To get a finished song onto Spotify, export it first, then run it through a distributor such as DistroKid or TuneCore, which is the service that actually pushes your track out to the streaming platforms, because Suno itself does not upload to Spotify on your behalf and never claims to.
What to do when your song sounds generic
This is the complaint nobody’s quick-start guide answers, so here it is directly. When you make a song with Suno and it comes out flat, the cause is nearly always fixable.
If your output sounds like stock library music from 2014, the prompt is almost always the culprit, not the tool. Go back and make it more specific. Add an era (“late-90s,” “early-2000s”). Add a production texture (“warm tape saturation,” “lo-fi crackle”). Name a tempo. Pin the vocal down harder. Generic in, generic out. The fastest way to make a song with Suno sound distinctive is to refuse to leave any of those slots blank.
If the vocals clash with the style, you were almost certainly not explicit enough about the voice, so write the vocal descriptor as its own clear standalone phrase rather than burying it at the tail of a long instrumental list where the model tends to lose it. And if the genre comes out wrong entirely, move the genre to the very front of your prompt, since the opening words carry the most weight.
The single best fix, every time you make a song with Suno, is tightening the style prompt. Settings and sliders are a distant second.
Frequently asked questions
Is Suno free to use? Yes. You can make a song with Suno for free on the starter plan, which gives you 50 credits a day, enough for twenty songs daily, with non-commercial use rights. Paid plans add more credits, higher-quality exports, and commercial rights.
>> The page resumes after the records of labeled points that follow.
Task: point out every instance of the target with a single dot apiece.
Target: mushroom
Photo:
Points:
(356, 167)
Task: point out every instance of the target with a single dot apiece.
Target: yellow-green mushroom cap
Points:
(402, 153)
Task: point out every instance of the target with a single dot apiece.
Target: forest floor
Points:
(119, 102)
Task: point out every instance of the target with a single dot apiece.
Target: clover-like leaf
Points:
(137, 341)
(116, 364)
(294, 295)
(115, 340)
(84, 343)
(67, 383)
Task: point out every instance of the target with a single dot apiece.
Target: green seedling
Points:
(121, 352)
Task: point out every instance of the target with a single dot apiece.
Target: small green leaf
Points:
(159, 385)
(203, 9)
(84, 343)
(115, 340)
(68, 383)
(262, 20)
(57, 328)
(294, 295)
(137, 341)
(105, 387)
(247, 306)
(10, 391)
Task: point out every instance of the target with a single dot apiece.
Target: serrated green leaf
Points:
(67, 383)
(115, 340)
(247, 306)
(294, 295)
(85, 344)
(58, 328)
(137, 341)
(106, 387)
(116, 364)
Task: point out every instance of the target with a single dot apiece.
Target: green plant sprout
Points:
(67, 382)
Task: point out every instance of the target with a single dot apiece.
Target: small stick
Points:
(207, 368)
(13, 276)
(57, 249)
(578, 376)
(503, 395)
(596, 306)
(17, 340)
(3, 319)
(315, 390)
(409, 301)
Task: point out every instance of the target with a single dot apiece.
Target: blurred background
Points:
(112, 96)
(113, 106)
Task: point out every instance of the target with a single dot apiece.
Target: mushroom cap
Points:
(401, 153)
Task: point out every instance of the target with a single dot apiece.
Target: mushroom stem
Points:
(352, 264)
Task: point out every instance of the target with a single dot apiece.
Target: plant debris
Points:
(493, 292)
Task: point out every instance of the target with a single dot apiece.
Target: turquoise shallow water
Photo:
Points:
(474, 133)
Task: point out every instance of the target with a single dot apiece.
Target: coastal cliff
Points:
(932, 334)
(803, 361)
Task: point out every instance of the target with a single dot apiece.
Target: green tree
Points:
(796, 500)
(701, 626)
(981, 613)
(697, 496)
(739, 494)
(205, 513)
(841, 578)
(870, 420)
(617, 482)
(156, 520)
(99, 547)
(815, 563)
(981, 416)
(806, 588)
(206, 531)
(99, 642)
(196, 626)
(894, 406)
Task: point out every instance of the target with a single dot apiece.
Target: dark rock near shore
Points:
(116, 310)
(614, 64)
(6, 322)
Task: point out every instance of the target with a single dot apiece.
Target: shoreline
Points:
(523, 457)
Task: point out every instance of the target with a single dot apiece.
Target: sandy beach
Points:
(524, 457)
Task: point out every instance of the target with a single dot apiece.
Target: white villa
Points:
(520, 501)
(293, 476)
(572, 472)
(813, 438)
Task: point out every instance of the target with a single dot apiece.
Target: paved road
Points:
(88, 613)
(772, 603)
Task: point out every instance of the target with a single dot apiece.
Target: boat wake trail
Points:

Do I need any music experience to make a song with Suno? No. You describe the song in plain language. Suno handles the composition, instrumentation, and vocals. The only skill worth building is writing a specific style prompt, which takes minutes to learn.
How long does it take to make a song? Under a minute for a first draft. You can make a song with Suno and have two finished versions playing back about thirty seconds after you press Create. Polishing through a few rounds of regeneration adds a few more minutes.
Can I use my own lyrics? Yes. To make a song with Suno using your own words, switch to Advanced mode, paste your lyrics or bring in lyrics written by a chat model, and shape the song with structure tags like [Verse] and [Chorus].
Can I sell songs I make with Suno or put them on Spotify? Only on a paid plan that grants commercial rights. The free tier is non-commercial. To reach Spotify, export your track and upload it through a distributor like DistroKid or TuneCore.
Why does my Suno song sound generic? Almost always a vague prompt. Add a specific genre, mood, instruments, vocal type, era, and tempo. Tightening the style prompt fixes generic output far more reliably than any setting.
Make a song with Suno today, spend your real attention on the style prompt, and confirm your rights before you hit publish. That is the whole game.